One of the attractions of the Monadnock Region is our covered bridges. There are six nearby covered bridges and a seventh not too far from the Bridges Inn. And the grand covered bridge of all, the Windsor-Cornish covered Bridge, is about an hour from the inn. Detailed information on these covered bridges can be found on the Bridges Inn’s website.
The covered bridges, a glimpse into yesteryear, are considered historical landmarks. And why are covered bridges covered? There are many theories, such as to protect livestock, travelers caught in a storm, and to protect the wood. But according to Busmante Engineering Staff, “wooden bridges with exposed superstructures are vulnerable to rot; covering and roofing the bridges protects the trusses from the weather, and so they last longer. Bridge engineers pointed out that uncovered wooden bridges have a 20-year lifespan, but if you covered a wooden bridge with a roof it could last upwards of 100 years.”
About 150 years ago, there were thousands of wooden covered bridges in the United States, with more than 4000 in Ohio and about 700 in Kentucky. But most were replaced when roads began to be made of concrete. Now in New Hampshire there are 58 old, new, and restored bridges in the state.
Nearby, we have six covered bridges, all of which are listed on the National Register of Historic Places, and can be seen in an hour’s drive by following the covered bridge loop directions.
Shown above is our beloved Thompson Covered Bridge, located 100 yards from the front door of the Bridges Inn. Also known as the West Swanzey Bridge, the Thompson covered bridge is considered to be one of New Hampshire’s most beautiful covered bridges, painted red with white trim. Originally built in 1832, the bridge was presumably named for West Swanzey resident Denman Thompson (1833 – 1911), a playwright and theatre actor, who wrote the play, The Old Homestead, for which Thompson gained national recognition.
The Ashuelot Covered Bridge, is located south of West Swanzey in Winchester. It is considered by local historians to be one of New Hampshire’s most elaborate covered bridges, built in 1864 to transport wood across the Ashuelot River for use by the Ashuelot Railroad, which had a railroad station in the village of Ashuelot.
The Carlton Covered Bridge, is one of the oldest in New Hampshire, believed to have been built in 1789 and the current bridge was built in 1869.
The Coombs Covered Bridge, a “Town lattice” truss style bridge located just south of West Swanzey in Winchester, was named after its original builder and owner, Anthony Coombs. It once played an important role in both the social and commercial development of the area, has been rehabilitated, and is still in need of repairs.
The Cresson Covered Bridge (also known as Sawyer’s Crossing Bridge), located just west of Swanzey Center is a “Town lattice” truss style bridge has two spans, is 159’ long with a clear span of 61’6″, and has a center pier. Considered Swanzey’s most famous covered bridge, it is a favorite subject for artists and photographers.
The Slate Bridge, located in the small village of Westport (part of Swanzey township), was named after the Slate family who lived on a farm along the Ashuelot River north of the bridge.
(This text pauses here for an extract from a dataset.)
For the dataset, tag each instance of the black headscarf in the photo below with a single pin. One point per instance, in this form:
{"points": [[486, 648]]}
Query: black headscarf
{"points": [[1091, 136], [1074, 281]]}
This bridge is believed to have been built around 1835, but because town records are missing, the exact year of construction is unknown. On March 8, 1993, the Slate Bridge was destroyed by arson. The current bridge was rebuilt in 2001 at a cost of $900,000 from funds raised by the Slate Covered Bridge Committee.
In addition to our six nearby covered bridges, there’s a seventh covered bridge in our region, the Hancock-Greenfield Covered Bridge, located about 40 minutes from the Bridges Inn, spanning the Contoocook River. This long truss bridge was originally built in 1852, but a disastrous flood damaged the bridge beyond repair. The current bridge was rebuilt in 1937.
And the grandest covered bridge of all is the Cornish–Windsor Covered Bridge crossing the Connecticut River from Cornish, New Hampshire to Windsor, Vermont. This bridge is a 157-year-old, two-span, Town lattice-truss bridge which is the longest wooden bridge in the United States and the longest two-span, covered bridge in the world (according to the American Society of Civil Engineers).
Wherever your New Hampshire travels might take you, you will enjoy seeing any or all of these charming covered bridges.